Serverspec: The Definitive Guide written by Gosuke Miyashita, the developer of Serverspec

Serverspec: The Definitive Guide from O’Reilly Japan

北市真
3 min readJan 17, 2015

Gosuke Miyashita’s Serverspec: The Definitive Guide was published by O’Reilly Japan. The author Miyashita a.k.a. mizzy and @gosukenator is the very developer of Serverspec, so, this book is literally “definitive.”

The book Serverspec focuses the software Serverspec’s backgrounds such as secret of birth, design principles, development attitude and so on as well as overview and advanced usage. Especially it is important that the book describes what Serverspec does and does not and expectations for users and contributors to and not to do. After reading, we can say Serverspec is “opinionated” as often said for Ruby on Rails. If you intend to extend or send pull requests to Serverspec, you should read it.

I hope this book will be translated to English.

Note that chapter titles below is translated by me and not official.

Foreword by Naoya Ito reveals the fact that Serverspec is more than just testing tool for server status. It introduced, he says, agility of software development into infrastructure world.

Chapter 1: Introduction of Serverspec describes Serverspec’s background of development, goal and so on.

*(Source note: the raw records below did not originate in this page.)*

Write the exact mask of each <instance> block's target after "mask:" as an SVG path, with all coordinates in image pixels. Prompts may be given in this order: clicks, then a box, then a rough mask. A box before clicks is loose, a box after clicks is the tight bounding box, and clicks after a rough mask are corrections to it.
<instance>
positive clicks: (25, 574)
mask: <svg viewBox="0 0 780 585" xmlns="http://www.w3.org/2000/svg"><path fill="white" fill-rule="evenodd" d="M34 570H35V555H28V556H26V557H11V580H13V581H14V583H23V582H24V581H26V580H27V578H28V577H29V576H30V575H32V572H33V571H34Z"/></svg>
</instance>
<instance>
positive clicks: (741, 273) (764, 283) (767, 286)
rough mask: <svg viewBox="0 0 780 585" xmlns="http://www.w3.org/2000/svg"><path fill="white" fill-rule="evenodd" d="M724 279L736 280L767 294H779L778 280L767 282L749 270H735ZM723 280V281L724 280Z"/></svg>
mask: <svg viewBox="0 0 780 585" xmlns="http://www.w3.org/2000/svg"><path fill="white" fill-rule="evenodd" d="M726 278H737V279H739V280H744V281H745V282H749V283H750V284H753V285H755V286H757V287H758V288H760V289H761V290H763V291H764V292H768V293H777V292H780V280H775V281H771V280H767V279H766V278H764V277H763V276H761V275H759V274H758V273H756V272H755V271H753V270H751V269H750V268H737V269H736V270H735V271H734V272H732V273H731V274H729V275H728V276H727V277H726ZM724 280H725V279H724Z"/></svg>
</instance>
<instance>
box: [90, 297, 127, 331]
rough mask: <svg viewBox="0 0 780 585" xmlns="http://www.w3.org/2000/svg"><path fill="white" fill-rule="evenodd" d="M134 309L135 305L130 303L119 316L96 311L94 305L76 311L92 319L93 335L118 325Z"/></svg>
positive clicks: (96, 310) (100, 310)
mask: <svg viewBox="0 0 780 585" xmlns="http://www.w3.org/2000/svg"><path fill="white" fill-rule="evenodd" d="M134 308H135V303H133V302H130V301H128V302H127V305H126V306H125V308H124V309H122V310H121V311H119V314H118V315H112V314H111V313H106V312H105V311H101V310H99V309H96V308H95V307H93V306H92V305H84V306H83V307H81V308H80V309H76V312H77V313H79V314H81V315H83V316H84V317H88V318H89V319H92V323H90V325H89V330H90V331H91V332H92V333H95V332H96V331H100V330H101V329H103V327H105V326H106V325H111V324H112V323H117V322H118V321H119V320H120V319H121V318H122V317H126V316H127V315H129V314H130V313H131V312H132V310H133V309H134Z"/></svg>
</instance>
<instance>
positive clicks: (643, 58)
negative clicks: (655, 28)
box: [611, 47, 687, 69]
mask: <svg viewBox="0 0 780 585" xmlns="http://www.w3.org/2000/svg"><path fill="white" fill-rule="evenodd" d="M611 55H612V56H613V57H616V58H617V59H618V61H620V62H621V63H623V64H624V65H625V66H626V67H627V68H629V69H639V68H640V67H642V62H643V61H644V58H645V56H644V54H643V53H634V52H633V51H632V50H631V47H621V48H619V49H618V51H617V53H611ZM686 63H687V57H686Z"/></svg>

It is explicitly written what Serverspec does not. For instance, you may agree that you should not add all the features what you want to Serverspec after reading this chapter. Serverspec has its own role and you should not implement features out of scope. There are other tools which should be responsible for them.

And it also says Serverspec’s ultimate goals is to accelerate continuous improvement of system beyond just server testing tool. It’s essential for Serverspec.

Chapter 2: Serverspec for Primer and Chapter 3: Real Utilization of Serverspec show overview and advanced usage of Serverspec. By reading these chapters, I became able to clearly distinguish what features should be done by extending Serverspec itself from what should be done by writing code in Rakefile or spec_helper.rb.

Chapter 4: Detail of Serverspec describes internal structure, way to extend Serverspec including adding OSes and resource types, debugging and how to test Serverspec itself when patching. Things which affect decision making on writing code to extend Serverspec but not be apparent by just reading Serverspec code are written. Things to keep in mind when you contribute to Serverspec are also in this chapter. In short, you should read this chapter if you intend to extend Serverspec.

Chapter 5: Cooperation with Other Tools lists tools such as Vagrant, Guard, editors, monitoring tools, CI tools and so on with code to cooperate with Serverspec. Relationship between Serverspec and each tool and which does be responsible for given operation are very clear because what Serverspec does not is apparent.

Chapter 6: Troubleshooting and Debugging introduces frequent troubles when using Serverspec and general ways to troubleshoot.

Chapter 7: Future of Serverspec says that Serverspec is sophisticated enough now and not intended to be changed drastically in the future. But Specinfra, which Serverspec is based on, continues to be developed actively now.

Additionally said “If Serverspec becomes unnecessary, it’s nice.” according to Serverspec’s ultimate goal as previously noted. I like that attitude.

Appendix A: Resource Type Reference lists description and usage of resource types.

Appendix B: Changes of Serverspec/Specinfra v2 describes changes from v1 to v2.

Appendix C: Example Usage of Specinfra other than Serverspec describes how to use Specinfra as base of your tool and introduces Itamae as an example in the wild.

Appendix D: Testing on Windows describes about testing on Windows machines.

Appendix E: Helpful Books and Magazines for Serverspec lists books and magazine articles helpful when using Serverspec, including both articles written in Japanese and English.

As a conclusion, you should read the book if you intend to extend or send pull requests to Serverspec.

In addition, it is very helpful when you are interested in or working with server configurations even if you don’t use Serverspec.